LR writes: “I heard that putting St. Joseph upside down in yard to sell a house is superstitious. What about putting St. Benedict medals in corners of a home for protection and blessing. Is this superstitious?”
In order to properly answer this question, we have to understand what a superstition is.
The Catechism of the Catholic Church explains that superstition violates the first commandment which forbids the worship of false gods.
“Superstition is the deviation of religious feeling and of the practices this feeling imposes. It can even affect the worship we offer the true God, e.g., when one attributes an importance in some way magical to certain practices otherwise lawful or necessary. To attribute the efficacy of prayers or of sacramental signs to their mere external performance, apart from the interior dispositions that they demand, is to fall into superstition” (No. 2111).
In other words, if you pray to St. Joseph and ask for his help in selling your home, this is not a superstition because you are performing a religious act (in this case, saying a prayer) with the correct interior disposition (faith in the intercession of St. Joseph). However, when you just put a statue of him upside down in the yard as a kind of “good luck charm”, you are guilty of superstition because you are attributing the “power” not to St. Joseph but to the physical act of putting a statue upside down in the yard.
Just for the record, there are some sources that attribute the burying of a statue of St. Joseph to Saint Teresa of Avila, who invoked St. Joseph’s intercession in order to acquire land for new convents. Saint Teresa encouraged her companions to bury their St. Joseph medals as a symbol of devotion. Over time, instead of burying medals, people started burying statues. However, if we bury a statue because we believe it has some sort of power, we’ve crossed the line between faith and superstition.
The same thing goes for the St. Benedict Medals. I have a St. Benedict cross hanging just inside my front door, not because I believe the medal has any power, but because it reminds me to invoke St. Benedict for protection.
The Most Reverend Donald W. Montrose, Bishop of Stockton, California, explained how superstition manifests itself in our times in his pastoral letter, “Spiritual Warfare: The Occult has Demonic Influence.”

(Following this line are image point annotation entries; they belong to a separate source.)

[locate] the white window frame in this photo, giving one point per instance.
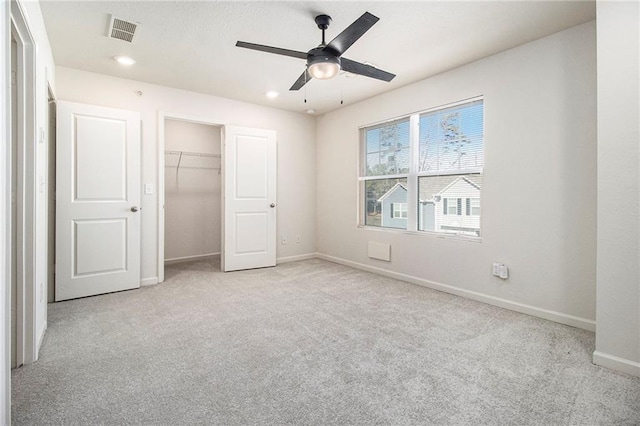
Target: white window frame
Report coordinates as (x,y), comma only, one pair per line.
(474,207)
(412,176)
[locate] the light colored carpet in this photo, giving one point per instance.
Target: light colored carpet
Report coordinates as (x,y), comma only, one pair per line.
(310,343)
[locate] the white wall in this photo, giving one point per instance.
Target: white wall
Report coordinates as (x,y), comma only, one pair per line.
(44,74)
(538,199)
(192,191)
(296,149)
(618,278)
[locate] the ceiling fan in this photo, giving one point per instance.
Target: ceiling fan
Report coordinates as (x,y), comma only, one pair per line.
(326,61)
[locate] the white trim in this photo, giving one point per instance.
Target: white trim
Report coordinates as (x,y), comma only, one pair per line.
(5,214)
(554,316)
(162,116)
(27,341)
(191,258)
(616,363)
(296,258)
(148,281)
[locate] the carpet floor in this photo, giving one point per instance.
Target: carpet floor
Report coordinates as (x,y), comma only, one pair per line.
(310,343)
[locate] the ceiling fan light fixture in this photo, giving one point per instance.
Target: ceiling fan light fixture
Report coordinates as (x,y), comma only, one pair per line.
(324,67)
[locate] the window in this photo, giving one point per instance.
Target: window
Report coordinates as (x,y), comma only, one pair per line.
(438,156)
(473,206)
(451,206)
(400,210)
(386,164)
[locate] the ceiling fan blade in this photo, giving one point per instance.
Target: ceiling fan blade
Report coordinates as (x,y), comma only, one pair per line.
(269,49)
(366,70)
(351,34)
(301,81)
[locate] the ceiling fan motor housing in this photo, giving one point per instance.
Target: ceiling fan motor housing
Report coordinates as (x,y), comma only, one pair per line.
(322,64)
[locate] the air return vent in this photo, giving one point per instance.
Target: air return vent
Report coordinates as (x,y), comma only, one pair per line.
(121,29)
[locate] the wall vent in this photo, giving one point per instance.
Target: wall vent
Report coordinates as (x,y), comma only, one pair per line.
(121,29)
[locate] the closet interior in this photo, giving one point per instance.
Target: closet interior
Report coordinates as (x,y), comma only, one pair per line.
(192,191)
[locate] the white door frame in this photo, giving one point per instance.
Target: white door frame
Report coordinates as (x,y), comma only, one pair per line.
(26,289)
(162,116)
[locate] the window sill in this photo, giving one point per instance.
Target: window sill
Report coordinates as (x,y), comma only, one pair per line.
(427,234)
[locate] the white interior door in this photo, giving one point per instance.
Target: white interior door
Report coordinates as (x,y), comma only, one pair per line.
(97,200)
(249,219)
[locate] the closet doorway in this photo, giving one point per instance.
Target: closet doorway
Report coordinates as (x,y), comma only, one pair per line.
(192,190)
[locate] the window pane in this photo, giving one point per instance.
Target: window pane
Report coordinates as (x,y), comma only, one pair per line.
(442,205)
(451,139)
(382,197)
(387,149)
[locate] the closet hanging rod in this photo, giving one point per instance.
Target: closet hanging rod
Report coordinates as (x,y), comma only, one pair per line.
(197,154)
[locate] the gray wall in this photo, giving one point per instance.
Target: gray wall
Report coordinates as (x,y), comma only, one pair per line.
(539,185)
(618,319)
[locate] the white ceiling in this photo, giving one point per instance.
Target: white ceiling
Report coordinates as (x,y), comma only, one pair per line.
(191,45)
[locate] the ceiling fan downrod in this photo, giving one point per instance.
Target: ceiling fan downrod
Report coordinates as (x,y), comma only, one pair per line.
(323,21)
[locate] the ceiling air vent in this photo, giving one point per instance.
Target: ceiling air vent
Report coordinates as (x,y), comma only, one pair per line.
(121,29)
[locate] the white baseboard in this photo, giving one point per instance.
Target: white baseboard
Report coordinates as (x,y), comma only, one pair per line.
(554,316)
(191,258)
(296,258)
(40,340)
(149,281)
(617,363)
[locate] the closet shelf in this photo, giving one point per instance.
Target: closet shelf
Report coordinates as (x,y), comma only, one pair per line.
(181,154)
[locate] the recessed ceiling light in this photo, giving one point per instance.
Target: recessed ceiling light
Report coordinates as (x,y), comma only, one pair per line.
(125,60)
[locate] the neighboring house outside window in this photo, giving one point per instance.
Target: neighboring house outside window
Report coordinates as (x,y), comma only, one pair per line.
(400,210)
(443,166)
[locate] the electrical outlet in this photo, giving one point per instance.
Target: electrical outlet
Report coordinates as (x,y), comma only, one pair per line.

“It doesn’t matter if there are statues, holy water, crucifixes, prayers to Jesus, Mary and the saints, if there is any superstitious practice it is evil. . . . . We must be careful not to use religious medals or statues in a superstitious way.
“No medal, no statue, nor religious article has any power or luck connected with it. A medal, statue or candle is only a sign of our prayer asking the saint to intercede with God for us. All worship is given to God and to Him alone.”